With Queen Elizabeth newly established on her throne, the now elderly secret agent is reaching the end of his scandalous career. Despite his fast-approaching retirement, queer events leave Box unable to resist investigating one last case…Why have pillars of the Establishment started dying in bizarrely reckless accidents? Who are the deadly pay-masters of enigmatic assassin Kingdom Kum? And who or what is the mysterious Black Butterfly? From the seedy streets of Soho to the souks of Istanbul and the sun-drenched shores of Jamaica, Box must use his artistic licence to kill and eventually confront an enemy with its roots in his own notorious past. Can Lucifer Box save the day before the dying of the light?

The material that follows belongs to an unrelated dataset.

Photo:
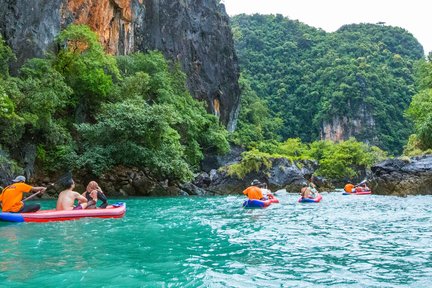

I’m leaving Lucifer Box’s second installment (The Devil in Amber) on The List, but I’m not going to review it, because it’s rather too paranormal. However this is more spy-like with no paranormal aspects, so it fits the bill.

Like The Devil In Amber, this book jumps forward in time, and we meet Lucifer at the end of his career. He’s feeling a bit sorry for himself and mourning his lost youth (and he’s worked his way through quite a few of those in his life, let’s be honest)  and feeling a bit of an old crock. It doesn’t help when the equivalent of Miss Moneypenny, tells him that she prefers firm cock, when he tries to chat her up.

However, you don’t keep Lucifer Box down for long. Following a trip to his favourite sleazy watering hole he’s off on the trail of the beautiful and exotic Kingdom Kum (yes, really, the names are part of the enormous fun of this series of books). The trail leads him all the way around the world and back again, and pretty soon, despite his aging limbs and failing eyesight, Box is back on form, and I’m very happy to say that he ends the series on an “up” as it were and a jaw dropping moment.

I thoroughly enjoyed this installment, in fact I thoroughly enjoyed all three books. Box is a thorough reprobate and you can’t help but love him to pieces, because an unrepentant anti-hero is such a delicious rarity.

If you love puns and silly humour, if you love James Bond but think that Bond definitely misses out on a lot of action by ignoring bell-hops, rent boys and the like, then you will love Lucifer Box.  Give him a go.  I’m only sorry that Gatiss has only done three. It’s a clever plot to do them in three different eras (Edwardian, 1920s and 1950s) but I hope that he’s tempted to go back and fill us in on some of the cases that Lucifer teases us with – because I for one want MORE please!